Dipula, the listed diversified real estate investment trust, plans to spend R400m over the next 18 months on further refurbishments and upgrades of its existing R6.7 billion portfolio.
|||Johannesburg - Dipula, the listed diversified real estate investment trust, plans to spend R400 million over the next 18 months on further refurbishments and upgrades of its existing R6.7 billion portfolio.
The refurbishments and upgrades include a R60 million revamp of the Soweto-based Protea Point Shopping Centre, while Dobson Point Shopping Centre will get a R6m facelift.
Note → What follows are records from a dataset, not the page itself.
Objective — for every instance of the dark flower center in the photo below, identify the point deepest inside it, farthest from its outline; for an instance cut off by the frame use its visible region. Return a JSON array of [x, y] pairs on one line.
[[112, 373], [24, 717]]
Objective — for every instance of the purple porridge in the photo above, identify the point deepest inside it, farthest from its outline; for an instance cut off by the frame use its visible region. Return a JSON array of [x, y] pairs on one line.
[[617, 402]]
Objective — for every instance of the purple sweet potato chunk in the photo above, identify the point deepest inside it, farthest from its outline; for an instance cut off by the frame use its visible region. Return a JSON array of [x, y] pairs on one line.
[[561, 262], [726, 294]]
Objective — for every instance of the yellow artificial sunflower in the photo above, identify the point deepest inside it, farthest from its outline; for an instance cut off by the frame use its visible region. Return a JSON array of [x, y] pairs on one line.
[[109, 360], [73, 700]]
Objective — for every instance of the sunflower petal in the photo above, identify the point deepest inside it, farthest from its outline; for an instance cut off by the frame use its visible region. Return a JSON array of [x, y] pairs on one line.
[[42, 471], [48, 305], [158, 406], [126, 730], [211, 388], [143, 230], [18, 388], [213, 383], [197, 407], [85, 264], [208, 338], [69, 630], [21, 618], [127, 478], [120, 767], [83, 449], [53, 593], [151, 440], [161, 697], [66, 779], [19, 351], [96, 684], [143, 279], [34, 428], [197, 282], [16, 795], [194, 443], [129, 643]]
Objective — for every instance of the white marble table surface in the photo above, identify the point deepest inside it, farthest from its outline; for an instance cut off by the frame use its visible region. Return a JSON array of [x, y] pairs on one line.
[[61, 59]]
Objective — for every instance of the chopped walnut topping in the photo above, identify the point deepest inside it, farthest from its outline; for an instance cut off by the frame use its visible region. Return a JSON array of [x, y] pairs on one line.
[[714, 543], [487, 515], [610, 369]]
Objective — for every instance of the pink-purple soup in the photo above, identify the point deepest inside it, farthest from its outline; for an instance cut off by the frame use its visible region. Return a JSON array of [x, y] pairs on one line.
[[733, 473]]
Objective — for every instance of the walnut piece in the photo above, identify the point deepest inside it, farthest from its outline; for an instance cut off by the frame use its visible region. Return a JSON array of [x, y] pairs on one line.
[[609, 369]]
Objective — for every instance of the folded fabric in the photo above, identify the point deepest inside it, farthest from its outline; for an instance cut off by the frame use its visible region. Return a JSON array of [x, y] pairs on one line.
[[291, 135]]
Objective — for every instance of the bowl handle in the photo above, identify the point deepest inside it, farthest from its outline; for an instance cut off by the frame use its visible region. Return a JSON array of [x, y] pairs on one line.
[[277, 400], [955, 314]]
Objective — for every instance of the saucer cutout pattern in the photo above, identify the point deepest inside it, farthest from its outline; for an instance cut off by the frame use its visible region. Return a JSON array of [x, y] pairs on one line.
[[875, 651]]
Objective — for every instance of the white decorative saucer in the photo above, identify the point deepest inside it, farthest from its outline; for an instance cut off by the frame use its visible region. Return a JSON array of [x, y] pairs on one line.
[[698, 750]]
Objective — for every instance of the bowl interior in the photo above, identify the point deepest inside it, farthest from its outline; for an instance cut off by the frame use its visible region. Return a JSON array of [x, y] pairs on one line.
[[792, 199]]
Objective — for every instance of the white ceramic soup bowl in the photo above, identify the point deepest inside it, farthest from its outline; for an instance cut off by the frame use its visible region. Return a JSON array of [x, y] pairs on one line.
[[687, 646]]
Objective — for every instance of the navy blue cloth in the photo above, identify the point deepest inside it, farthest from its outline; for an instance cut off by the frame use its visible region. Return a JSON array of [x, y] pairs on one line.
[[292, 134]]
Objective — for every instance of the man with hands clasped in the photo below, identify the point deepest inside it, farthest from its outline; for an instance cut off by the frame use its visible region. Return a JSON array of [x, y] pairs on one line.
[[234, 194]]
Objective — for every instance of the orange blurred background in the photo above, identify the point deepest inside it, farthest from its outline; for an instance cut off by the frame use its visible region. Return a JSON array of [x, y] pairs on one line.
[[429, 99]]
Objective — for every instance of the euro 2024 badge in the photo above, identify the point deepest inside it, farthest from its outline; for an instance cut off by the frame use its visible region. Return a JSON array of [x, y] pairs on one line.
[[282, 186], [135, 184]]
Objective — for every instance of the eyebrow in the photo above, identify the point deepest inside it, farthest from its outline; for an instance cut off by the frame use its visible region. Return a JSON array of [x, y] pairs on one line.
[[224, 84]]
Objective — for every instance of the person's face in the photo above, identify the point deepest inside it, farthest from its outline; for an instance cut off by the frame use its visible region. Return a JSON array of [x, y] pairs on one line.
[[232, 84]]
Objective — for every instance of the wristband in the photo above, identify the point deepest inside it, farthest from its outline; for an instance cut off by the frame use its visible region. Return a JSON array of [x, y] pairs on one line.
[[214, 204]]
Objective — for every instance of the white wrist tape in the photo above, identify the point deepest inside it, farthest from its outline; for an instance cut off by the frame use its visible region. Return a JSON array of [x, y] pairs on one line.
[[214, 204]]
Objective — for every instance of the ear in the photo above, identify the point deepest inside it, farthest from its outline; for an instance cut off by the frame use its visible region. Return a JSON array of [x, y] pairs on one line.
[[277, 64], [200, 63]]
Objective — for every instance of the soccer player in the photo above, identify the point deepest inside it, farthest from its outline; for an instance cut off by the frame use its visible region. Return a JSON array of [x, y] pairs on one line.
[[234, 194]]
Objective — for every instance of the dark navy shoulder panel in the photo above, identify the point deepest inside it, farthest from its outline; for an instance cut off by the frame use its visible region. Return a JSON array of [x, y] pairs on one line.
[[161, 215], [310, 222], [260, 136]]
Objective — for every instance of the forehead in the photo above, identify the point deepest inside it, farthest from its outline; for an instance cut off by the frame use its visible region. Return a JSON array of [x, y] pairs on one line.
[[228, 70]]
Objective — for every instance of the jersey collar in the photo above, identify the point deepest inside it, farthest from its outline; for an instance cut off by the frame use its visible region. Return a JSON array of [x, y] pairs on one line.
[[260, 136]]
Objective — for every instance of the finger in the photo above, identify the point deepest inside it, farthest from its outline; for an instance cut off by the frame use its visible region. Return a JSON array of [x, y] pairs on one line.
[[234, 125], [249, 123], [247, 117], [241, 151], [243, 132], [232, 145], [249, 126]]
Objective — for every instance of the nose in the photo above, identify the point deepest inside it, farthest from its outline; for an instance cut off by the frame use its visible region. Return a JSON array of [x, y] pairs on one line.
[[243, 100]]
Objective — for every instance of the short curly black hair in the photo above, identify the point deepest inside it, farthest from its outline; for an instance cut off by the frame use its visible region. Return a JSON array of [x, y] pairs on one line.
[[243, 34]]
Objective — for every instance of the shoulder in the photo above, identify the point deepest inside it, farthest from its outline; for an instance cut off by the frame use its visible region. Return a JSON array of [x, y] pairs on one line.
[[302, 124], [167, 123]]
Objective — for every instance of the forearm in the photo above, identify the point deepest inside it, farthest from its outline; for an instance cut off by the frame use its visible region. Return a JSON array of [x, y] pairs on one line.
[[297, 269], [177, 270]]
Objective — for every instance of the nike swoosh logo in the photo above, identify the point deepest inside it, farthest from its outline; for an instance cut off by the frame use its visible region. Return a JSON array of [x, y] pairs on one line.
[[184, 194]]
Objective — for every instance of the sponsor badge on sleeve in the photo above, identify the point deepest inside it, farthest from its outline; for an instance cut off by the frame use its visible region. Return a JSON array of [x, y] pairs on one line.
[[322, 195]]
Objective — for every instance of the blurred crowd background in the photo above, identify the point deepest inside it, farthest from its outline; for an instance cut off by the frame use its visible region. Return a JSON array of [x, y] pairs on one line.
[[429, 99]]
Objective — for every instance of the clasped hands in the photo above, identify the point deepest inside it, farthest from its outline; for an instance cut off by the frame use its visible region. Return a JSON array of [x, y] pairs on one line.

Dipula chief executive Izak Petersen said they expected an average yield in excess of 11 percent from the refurbishments and upgrades. “These revamps will not only enable us to command higher rentals, but will also provide the local community with a better shopping experience,” he said.
Dipula yesterday reported 7.1 percent growth in distributions a combined share for the six months to February. The distribution a share attributable to A-shares increased by 5 percent to 48.23707 cents from 45.94007c, which was in line with the distribution policy to A-shareholders. The distribution a share to B-shares increased by 9.7 percent to 38.78144c from 35.34590c.
Distributable earnings grew by 13 percent to R177.3m from R156.9m. The growth was attributed to solid asset management, reduced vacancies and prudent acquisitions.
Vacancies declined to 9.2 percent from 9.6 percent. Office vacancies dropped to 11.7 percent from 14 percent and retail vacancies to 7.6 percent from 10 percent, while industrial vacancies increased to 11.5 percent from 4 percent.
But Petersen said industrial vacancies had since the end of February been reduced to 3.2 percent, following the letting of the redeveloped R60m Renaissance Park warehouse to Massmart. Petersen said Dipula’s performance in challenging conditions was pleasing and sustainable.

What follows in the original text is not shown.